This Article is From Oct 27, 2017

CPM Leader Used Mini Cooper For Yatra. BJP Says It Belongs To 'Smuggler'

The BJP alleged the open-top luxury car used by CPM state secretary Kodiyeri Balakrishnan for the Jan Jagratha Yatra belonged to a young businessman who faced a probe into a gold smuggling racket busted in 2013.

CPM Leader Used Mini Cooper For Yatra. BJP Says It Belongs To 'Smuggler'

Taking a dig at CPM, the BJP leader said the incident had exposed the "real friends" of the ruling party.
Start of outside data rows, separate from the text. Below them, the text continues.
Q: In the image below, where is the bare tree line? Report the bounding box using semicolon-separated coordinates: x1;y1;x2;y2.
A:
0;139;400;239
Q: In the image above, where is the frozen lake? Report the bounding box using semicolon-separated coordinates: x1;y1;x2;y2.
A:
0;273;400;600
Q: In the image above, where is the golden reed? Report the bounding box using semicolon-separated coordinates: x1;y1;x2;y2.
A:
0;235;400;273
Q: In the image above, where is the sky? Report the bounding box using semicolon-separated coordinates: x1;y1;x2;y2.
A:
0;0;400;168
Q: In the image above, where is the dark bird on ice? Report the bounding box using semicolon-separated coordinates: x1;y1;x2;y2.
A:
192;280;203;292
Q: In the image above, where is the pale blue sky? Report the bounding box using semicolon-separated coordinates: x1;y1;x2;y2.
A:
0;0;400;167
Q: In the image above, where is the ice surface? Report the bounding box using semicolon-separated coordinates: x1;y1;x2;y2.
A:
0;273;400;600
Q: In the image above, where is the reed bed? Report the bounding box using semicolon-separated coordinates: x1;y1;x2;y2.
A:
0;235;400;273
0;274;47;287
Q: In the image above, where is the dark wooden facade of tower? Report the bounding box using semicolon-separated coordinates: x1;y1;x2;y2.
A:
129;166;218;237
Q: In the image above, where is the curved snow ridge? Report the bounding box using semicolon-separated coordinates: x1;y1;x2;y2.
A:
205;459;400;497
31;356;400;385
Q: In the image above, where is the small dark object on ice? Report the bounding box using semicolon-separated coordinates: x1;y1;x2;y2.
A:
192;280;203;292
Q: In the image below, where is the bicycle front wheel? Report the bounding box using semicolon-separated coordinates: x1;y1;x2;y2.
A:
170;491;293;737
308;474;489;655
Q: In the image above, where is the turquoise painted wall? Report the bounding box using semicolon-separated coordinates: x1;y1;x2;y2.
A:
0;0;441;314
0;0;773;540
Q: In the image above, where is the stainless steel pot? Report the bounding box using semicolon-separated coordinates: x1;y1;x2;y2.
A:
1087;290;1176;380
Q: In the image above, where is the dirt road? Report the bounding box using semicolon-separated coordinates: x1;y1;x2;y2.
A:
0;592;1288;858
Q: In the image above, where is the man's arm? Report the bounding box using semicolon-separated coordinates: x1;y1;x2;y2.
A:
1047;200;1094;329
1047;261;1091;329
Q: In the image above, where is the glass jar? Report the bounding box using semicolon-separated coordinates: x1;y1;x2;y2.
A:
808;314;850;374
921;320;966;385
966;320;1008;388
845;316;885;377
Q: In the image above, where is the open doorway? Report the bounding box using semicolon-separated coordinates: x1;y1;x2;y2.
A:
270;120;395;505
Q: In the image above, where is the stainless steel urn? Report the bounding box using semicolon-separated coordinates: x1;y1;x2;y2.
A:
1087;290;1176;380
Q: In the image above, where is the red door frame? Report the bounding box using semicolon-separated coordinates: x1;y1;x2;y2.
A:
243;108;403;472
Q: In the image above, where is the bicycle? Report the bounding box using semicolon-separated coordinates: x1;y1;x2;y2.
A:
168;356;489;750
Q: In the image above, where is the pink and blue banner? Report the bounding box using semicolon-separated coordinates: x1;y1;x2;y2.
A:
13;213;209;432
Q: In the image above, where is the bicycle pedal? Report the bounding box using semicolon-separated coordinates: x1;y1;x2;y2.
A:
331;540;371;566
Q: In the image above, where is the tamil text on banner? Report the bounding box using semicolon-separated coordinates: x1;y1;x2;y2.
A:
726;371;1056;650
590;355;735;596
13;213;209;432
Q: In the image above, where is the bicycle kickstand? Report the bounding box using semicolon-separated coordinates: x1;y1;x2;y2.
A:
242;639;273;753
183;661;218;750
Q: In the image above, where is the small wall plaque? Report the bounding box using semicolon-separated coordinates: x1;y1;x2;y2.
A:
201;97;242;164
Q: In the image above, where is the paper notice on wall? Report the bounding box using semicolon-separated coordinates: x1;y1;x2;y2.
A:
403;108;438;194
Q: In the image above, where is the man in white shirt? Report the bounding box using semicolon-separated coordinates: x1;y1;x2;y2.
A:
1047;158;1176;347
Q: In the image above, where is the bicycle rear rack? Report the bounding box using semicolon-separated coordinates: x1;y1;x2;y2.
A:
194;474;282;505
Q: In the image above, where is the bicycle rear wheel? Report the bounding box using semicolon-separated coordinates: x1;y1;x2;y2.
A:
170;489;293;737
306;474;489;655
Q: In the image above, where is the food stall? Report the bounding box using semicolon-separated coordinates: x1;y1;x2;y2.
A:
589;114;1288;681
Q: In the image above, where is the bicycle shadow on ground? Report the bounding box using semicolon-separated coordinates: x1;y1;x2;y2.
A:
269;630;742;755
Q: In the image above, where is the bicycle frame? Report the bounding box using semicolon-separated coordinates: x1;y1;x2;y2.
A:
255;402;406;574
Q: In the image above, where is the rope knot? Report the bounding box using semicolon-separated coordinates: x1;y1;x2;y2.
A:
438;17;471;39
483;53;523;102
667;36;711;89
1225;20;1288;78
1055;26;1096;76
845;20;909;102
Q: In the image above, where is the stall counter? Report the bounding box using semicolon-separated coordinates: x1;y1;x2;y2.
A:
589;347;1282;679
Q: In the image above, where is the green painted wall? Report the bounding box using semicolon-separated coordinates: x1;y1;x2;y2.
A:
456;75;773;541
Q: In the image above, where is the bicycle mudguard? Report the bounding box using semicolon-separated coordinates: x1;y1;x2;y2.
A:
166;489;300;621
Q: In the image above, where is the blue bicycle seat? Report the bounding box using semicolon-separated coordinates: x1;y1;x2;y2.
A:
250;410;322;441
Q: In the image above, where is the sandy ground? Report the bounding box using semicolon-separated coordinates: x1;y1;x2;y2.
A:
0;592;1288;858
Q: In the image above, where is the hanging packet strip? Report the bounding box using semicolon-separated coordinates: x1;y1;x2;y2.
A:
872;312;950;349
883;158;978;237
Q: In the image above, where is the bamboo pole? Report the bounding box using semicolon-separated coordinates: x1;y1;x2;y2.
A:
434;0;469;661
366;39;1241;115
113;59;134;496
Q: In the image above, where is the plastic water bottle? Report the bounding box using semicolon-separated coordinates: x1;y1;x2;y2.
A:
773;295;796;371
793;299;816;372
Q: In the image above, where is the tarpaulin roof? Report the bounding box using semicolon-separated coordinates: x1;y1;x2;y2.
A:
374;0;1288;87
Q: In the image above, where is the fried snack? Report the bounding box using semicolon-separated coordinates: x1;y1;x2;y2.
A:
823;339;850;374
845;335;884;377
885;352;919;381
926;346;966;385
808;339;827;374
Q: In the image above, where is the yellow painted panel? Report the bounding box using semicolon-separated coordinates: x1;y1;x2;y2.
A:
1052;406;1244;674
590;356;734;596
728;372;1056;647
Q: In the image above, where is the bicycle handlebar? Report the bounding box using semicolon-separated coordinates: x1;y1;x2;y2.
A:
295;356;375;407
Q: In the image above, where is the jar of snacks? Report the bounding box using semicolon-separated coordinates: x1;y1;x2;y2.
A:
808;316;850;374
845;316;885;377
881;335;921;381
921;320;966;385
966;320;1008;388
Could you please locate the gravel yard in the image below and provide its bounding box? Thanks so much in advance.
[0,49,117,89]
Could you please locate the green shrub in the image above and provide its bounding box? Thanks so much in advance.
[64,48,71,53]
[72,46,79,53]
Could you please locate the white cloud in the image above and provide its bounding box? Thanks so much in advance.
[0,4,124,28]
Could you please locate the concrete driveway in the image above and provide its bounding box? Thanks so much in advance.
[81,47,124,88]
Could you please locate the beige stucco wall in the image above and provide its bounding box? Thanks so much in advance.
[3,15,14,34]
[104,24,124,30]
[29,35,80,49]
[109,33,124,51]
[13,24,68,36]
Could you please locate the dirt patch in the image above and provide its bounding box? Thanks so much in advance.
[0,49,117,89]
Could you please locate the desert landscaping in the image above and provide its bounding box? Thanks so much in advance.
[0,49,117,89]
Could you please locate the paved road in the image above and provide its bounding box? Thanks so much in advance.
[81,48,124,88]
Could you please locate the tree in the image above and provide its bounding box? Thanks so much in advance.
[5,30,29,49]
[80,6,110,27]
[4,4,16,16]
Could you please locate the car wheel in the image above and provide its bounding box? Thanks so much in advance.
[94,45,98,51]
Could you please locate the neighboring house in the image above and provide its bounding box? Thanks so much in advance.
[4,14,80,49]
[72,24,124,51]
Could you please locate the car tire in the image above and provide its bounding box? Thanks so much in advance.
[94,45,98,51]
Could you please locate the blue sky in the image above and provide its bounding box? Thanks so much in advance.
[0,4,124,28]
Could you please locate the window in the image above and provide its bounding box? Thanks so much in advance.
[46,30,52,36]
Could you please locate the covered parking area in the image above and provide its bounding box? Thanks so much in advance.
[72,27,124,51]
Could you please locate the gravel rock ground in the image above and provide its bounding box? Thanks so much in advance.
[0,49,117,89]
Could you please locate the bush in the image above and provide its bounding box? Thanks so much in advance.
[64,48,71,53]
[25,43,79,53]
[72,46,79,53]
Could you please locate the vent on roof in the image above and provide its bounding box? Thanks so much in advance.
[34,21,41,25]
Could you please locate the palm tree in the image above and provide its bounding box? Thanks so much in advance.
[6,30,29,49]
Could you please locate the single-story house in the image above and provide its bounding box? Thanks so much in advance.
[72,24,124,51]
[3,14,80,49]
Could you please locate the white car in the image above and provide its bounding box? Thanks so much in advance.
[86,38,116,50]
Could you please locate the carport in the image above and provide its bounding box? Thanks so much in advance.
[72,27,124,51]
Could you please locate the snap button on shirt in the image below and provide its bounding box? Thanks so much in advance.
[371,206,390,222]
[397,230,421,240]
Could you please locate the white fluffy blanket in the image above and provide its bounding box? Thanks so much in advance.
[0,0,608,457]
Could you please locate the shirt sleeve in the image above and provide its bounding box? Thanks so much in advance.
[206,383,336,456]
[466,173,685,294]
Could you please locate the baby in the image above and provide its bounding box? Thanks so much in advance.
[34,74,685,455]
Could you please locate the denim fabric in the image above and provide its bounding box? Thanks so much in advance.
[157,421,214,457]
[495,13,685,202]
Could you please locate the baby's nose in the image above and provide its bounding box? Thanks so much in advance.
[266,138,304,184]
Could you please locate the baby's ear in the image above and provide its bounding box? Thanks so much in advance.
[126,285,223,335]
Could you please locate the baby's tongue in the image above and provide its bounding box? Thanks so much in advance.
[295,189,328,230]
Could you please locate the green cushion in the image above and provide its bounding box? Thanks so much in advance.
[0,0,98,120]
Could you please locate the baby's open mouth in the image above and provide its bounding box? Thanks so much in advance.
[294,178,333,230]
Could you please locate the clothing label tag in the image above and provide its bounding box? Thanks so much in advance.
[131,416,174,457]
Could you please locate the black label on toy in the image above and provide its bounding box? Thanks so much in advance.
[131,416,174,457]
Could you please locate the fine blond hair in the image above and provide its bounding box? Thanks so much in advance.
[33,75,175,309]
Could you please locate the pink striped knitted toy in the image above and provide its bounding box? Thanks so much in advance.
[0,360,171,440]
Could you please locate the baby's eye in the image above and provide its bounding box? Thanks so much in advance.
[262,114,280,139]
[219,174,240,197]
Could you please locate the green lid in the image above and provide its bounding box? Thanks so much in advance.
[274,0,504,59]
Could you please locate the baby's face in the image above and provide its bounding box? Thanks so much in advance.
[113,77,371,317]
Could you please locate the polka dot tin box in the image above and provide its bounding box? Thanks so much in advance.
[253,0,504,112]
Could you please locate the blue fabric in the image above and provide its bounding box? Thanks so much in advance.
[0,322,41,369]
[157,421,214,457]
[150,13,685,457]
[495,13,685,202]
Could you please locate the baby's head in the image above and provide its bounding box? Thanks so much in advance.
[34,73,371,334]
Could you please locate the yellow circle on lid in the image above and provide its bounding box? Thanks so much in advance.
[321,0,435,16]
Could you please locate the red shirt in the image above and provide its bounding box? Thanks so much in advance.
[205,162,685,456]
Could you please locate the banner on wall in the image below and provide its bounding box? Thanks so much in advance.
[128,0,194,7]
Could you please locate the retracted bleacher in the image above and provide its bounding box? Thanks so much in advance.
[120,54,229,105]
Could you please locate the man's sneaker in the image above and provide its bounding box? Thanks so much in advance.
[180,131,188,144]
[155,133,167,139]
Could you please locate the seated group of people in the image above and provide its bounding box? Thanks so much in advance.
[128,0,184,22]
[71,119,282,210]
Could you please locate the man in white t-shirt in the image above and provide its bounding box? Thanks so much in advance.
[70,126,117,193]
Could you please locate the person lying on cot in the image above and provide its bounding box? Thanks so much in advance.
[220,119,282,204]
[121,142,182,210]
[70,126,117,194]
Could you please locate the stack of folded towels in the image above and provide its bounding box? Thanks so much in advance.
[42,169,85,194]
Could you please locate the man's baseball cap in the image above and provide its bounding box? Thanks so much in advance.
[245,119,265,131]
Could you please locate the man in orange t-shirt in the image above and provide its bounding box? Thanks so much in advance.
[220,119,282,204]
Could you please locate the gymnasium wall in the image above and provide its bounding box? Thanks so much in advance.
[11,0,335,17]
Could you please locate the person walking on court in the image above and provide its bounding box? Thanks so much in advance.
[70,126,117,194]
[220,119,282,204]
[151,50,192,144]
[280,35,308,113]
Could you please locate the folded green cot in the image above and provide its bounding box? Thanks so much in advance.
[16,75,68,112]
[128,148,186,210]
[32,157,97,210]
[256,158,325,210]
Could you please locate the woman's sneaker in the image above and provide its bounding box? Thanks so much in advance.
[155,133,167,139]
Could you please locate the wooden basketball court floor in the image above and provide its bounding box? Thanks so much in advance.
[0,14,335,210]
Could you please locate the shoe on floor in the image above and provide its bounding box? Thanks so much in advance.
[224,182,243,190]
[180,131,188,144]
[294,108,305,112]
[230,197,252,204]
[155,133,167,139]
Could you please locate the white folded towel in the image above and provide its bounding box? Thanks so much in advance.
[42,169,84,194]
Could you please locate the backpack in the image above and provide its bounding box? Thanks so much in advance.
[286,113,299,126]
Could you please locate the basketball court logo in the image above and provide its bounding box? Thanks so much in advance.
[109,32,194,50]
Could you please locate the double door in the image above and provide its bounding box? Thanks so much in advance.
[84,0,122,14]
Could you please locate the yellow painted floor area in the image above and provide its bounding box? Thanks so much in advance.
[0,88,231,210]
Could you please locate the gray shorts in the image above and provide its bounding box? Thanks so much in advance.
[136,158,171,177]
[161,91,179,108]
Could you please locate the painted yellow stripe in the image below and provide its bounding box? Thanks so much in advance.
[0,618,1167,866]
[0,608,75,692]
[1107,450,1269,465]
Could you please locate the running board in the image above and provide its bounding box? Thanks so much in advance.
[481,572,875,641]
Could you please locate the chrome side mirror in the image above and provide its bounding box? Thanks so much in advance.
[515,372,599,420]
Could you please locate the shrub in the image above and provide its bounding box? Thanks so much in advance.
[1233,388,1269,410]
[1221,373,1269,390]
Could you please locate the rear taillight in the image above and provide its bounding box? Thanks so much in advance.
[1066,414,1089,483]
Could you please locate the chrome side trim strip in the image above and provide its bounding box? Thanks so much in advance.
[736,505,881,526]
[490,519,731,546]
Thiruvananthapuram: A top Kerala CPM leader has blundered into a controversy, travelling in a flashy Mini Cooper through the streets of Koduvally in Kozhikode district for the ruling party's roadshow to expose the BJP government's "anti-people" policies.

But it wasn't the BJP that was running for cover.

The BJP alleged the open-top luxury car used by CPM state secretary Kodiyeri Balakrishnan for the Jan Jagratha Yatra belonged to a young businessman who faced a probe into a gold smuggling racket busted in 2013.

State BJP leader K Surendran demanded Chief Minister Pinarayi Vijayan order a probe into the leader's links with the accused in a smuggling case.

"What type of 'Jagratha Yatra' is being taken out by Balakrishnan by travelling in a car owned by a smuggling accused?" Ramesh Chennithal, the Leader of Opposition in the state assembly asked on Thursday.

Taking a dig at the CPM, he said the incident had exposed the "real friends" of the ruling party.

The yatra was meant to be a counter to the BJP's high-decibel Jan Suraksha Rally that saw the party deploy over two dozen national leaders, central ministers and chief ministers of other states to expose, what it had called, the murder politics of Kerala's ruling party.

Mr Balakrishnan, who has been skewered by rival parties, over the ride, said the vehicle was arranged by local office-bearers of the party and he did not investigate whose vehicle it was before he got in.

"Now that you are saying all this (about the car owner's antecedents), we will probe it," he told media persons.

Karat Faisal, the man at the centre of the controversy, told local television channels that he was innocent and not an accused in the smuggling case investigated by the Directorate of Revenue Intelligence. The car involved in the smuggling case was found in his house but a friend had left it, he said.

He also added that a local CPM leader borrowed his car for the roadshow at the last minutes after the car, which Mr Balakrishnan was to use, broke down.